Wetterumschwung ist angesagt. Schon Tage zuvor wissen wir, was auf uns zukommt. 100 % Regenwahrscheinlichkeit. Bereits am Morgen ist der Himmel durchgängig grau in grau. Wir lassen uns jedoch davon nicht abschrecken und machen das Beste daraus. Gegen 10:00 Uhr setzt Starkregen ein. Erst ab dem frühen Nachmittag können wir einen Stadtbummel machen. M. kauft sich eine Jacke und wir können doch noch an der Strandpromenade etwas Trinken gehen. Am Abend geniessen wir das Essen in «unserem» Restaurant.

Donnerstag, 16.09.21

Auch für heute ist wieder Regen angesagt, der jedoch erst am Abend einsetzt, was uns natürlich sehr freut. Nach einem ausgedehnten Brunch geht es durch die Altstadt und zur Strandpromenade. An einen längeren Spaziergang, wie die Tage zuvor, ist nicht zu denken. M. klagt vorzu über Schmerzen in den Beinen.

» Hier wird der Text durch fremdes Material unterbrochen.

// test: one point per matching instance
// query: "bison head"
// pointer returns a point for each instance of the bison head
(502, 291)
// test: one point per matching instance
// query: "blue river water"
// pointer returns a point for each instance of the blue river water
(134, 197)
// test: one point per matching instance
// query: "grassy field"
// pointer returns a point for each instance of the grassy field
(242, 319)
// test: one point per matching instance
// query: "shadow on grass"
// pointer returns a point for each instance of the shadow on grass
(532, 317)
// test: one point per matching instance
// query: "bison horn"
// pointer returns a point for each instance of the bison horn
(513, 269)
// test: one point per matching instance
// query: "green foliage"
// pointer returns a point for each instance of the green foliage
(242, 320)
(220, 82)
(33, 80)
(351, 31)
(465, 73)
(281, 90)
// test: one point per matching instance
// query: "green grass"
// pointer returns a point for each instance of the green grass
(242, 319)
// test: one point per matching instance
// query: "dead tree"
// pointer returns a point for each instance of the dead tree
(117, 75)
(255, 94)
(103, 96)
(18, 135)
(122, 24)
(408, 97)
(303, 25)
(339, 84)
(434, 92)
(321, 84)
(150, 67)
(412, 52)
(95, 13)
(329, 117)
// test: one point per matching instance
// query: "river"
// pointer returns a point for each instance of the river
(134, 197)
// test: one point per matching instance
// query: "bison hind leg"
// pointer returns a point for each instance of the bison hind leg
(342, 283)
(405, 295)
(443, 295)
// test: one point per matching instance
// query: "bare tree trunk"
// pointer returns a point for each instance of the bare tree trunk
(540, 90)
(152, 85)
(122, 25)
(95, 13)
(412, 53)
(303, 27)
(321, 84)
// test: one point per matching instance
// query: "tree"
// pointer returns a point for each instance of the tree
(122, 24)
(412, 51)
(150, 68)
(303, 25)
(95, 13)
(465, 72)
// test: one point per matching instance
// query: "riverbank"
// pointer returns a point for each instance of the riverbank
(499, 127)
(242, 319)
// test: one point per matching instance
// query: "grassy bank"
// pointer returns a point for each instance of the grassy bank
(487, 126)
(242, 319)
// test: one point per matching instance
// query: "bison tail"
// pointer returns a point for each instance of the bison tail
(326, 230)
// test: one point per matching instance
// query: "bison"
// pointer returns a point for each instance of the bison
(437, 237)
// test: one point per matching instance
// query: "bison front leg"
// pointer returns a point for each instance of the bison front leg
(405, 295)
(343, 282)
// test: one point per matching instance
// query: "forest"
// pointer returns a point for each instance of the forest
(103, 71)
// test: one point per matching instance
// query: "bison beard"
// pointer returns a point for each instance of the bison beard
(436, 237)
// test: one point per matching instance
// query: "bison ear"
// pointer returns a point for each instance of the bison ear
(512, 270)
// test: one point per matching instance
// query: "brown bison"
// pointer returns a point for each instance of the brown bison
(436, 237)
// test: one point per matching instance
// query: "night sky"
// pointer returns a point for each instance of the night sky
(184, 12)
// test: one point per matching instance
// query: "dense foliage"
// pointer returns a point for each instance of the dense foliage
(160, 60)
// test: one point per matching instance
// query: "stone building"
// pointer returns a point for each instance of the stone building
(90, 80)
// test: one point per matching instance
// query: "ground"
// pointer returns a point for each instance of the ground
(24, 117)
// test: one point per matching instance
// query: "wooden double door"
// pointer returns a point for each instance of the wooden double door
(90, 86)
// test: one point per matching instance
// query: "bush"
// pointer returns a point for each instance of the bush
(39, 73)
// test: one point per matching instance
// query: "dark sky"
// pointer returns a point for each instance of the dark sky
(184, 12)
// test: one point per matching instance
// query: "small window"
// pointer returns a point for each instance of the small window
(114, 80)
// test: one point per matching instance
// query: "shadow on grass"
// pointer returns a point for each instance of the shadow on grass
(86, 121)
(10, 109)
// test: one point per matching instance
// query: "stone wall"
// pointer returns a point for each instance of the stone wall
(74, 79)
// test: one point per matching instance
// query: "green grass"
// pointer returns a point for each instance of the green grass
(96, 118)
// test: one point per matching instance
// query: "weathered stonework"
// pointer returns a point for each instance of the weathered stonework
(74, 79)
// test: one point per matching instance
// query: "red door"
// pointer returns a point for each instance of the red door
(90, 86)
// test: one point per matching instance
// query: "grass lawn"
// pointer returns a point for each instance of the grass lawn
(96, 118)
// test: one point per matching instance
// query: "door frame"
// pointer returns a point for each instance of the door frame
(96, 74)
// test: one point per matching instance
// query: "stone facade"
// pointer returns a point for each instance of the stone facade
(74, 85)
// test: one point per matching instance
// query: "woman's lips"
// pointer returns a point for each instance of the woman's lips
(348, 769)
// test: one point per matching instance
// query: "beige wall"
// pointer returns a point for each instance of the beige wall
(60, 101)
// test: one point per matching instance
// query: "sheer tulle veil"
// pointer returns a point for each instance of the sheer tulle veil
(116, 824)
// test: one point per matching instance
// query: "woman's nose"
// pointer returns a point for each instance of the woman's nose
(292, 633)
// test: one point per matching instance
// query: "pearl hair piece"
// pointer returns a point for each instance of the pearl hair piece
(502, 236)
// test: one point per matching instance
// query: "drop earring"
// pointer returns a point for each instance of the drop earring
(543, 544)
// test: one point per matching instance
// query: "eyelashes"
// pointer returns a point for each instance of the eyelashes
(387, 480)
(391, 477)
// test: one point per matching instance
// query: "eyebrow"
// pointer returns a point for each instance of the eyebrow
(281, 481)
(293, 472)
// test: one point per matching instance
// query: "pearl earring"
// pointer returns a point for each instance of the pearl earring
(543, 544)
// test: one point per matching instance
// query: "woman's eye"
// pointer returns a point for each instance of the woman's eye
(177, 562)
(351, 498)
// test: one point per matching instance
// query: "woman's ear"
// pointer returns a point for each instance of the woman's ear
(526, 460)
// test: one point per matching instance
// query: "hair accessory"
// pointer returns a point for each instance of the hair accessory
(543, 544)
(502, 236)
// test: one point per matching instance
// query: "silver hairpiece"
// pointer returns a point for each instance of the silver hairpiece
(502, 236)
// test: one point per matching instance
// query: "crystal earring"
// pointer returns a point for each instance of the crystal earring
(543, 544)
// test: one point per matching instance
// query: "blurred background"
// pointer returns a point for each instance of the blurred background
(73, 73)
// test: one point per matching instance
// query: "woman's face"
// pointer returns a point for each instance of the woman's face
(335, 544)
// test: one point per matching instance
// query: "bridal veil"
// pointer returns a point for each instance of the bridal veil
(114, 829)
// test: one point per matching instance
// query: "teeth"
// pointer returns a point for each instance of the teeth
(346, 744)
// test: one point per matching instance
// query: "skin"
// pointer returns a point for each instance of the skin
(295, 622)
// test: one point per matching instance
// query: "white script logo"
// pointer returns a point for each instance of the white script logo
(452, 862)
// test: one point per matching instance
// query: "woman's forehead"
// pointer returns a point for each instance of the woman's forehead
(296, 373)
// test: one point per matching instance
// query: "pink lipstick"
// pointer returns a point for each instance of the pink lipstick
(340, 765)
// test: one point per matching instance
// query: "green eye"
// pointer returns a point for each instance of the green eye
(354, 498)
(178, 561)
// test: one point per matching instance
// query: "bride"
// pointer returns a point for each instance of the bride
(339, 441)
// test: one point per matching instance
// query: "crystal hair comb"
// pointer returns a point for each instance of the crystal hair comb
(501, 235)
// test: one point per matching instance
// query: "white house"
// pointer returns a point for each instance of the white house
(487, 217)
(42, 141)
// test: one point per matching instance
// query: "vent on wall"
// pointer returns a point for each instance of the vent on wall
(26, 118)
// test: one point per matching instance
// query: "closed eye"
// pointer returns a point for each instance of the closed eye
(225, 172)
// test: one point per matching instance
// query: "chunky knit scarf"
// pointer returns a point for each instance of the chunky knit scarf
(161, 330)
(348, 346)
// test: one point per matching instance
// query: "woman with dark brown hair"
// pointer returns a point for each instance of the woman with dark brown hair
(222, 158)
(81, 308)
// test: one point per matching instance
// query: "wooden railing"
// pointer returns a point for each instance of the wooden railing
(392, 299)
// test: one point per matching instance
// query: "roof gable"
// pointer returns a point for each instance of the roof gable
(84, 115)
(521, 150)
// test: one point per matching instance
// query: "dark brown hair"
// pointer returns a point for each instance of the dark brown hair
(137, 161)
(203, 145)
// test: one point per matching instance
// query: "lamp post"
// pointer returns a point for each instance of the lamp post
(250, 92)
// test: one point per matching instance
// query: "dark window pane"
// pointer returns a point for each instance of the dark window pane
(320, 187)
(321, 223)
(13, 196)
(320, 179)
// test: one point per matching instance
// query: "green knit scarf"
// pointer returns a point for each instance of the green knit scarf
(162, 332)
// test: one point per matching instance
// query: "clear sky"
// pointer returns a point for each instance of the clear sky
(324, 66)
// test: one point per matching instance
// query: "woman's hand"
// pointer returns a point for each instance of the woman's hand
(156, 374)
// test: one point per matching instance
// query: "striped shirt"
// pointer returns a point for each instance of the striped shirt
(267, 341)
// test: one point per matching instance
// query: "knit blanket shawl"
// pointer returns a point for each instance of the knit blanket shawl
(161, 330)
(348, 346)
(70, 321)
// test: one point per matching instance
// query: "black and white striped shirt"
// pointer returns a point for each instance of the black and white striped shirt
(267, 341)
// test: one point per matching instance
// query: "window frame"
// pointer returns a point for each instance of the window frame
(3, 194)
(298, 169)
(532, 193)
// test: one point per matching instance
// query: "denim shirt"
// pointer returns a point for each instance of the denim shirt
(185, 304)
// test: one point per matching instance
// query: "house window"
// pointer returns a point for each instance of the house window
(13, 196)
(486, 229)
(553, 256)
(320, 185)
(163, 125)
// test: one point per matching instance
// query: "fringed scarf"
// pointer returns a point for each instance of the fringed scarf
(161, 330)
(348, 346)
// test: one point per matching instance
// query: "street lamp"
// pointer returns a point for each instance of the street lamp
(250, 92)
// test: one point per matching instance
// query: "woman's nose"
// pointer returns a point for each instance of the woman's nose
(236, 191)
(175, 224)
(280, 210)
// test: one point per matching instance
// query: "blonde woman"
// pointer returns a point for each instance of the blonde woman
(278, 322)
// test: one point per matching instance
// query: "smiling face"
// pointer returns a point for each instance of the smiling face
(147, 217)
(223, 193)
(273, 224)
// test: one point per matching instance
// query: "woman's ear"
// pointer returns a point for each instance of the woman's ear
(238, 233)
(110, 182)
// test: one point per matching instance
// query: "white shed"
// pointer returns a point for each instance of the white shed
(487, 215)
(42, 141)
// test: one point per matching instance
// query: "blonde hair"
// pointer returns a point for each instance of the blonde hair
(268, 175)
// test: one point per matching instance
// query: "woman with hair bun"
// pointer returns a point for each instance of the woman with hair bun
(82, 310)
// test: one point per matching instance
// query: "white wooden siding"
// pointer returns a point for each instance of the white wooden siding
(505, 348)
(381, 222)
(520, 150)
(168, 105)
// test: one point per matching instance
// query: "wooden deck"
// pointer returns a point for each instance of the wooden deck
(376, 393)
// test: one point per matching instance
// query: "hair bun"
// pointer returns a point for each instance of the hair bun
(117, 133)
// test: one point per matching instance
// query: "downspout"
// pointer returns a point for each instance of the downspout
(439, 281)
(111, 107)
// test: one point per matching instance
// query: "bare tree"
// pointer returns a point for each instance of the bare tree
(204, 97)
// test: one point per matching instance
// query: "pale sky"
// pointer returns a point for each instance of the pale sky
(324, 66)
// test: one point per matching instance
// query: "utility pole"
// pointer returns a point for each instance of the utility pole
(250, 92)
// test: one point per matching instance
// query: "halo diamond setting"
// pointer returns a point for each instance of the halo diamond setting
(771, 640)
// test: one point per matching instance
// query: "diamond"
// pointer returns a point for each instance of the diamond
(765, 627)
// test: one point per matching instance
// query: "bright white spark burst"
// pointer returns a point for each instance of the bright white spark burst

Deshalb schlendern wir gemütlich durch die Altstadtgassen nach Hause. Gegen Abend gehen wir das letzte Mal in unser Lieblingsrestaurant fein Essen und verabschieden uns vom sehr freundlichen Personal.

Freitag, 17.09.21

Die ersten Bewohner sind bereits früh am Morgen wach, denn sie wissen, dass es auf grosse Fahrt nach Hause geht. Nachdem alle Koffer gepackt und im Bus verstaut sind, fahren wir nach Übergabe des Hauses los. Wir lassen uns viel Zeit und geniessen die schöne Landschafft, die an uns vorüberzieht. Unterwegs geht’s noch in ein Restaurant fein essen, bis wir schliesslich gegen 16:30 Uhr wieder zu Hause sind.

Im Nachhinein war es ein rundum gelungenes Ferienlager. Es gab weder Spannungen noch schwierige Situationen unter den Bewohnern. Wir Betreuungspersonen sind stolz, dass wir den Bewohnern ein, in der kurzen Zeit unvergessliches Ferienlager ermöglichen konnten.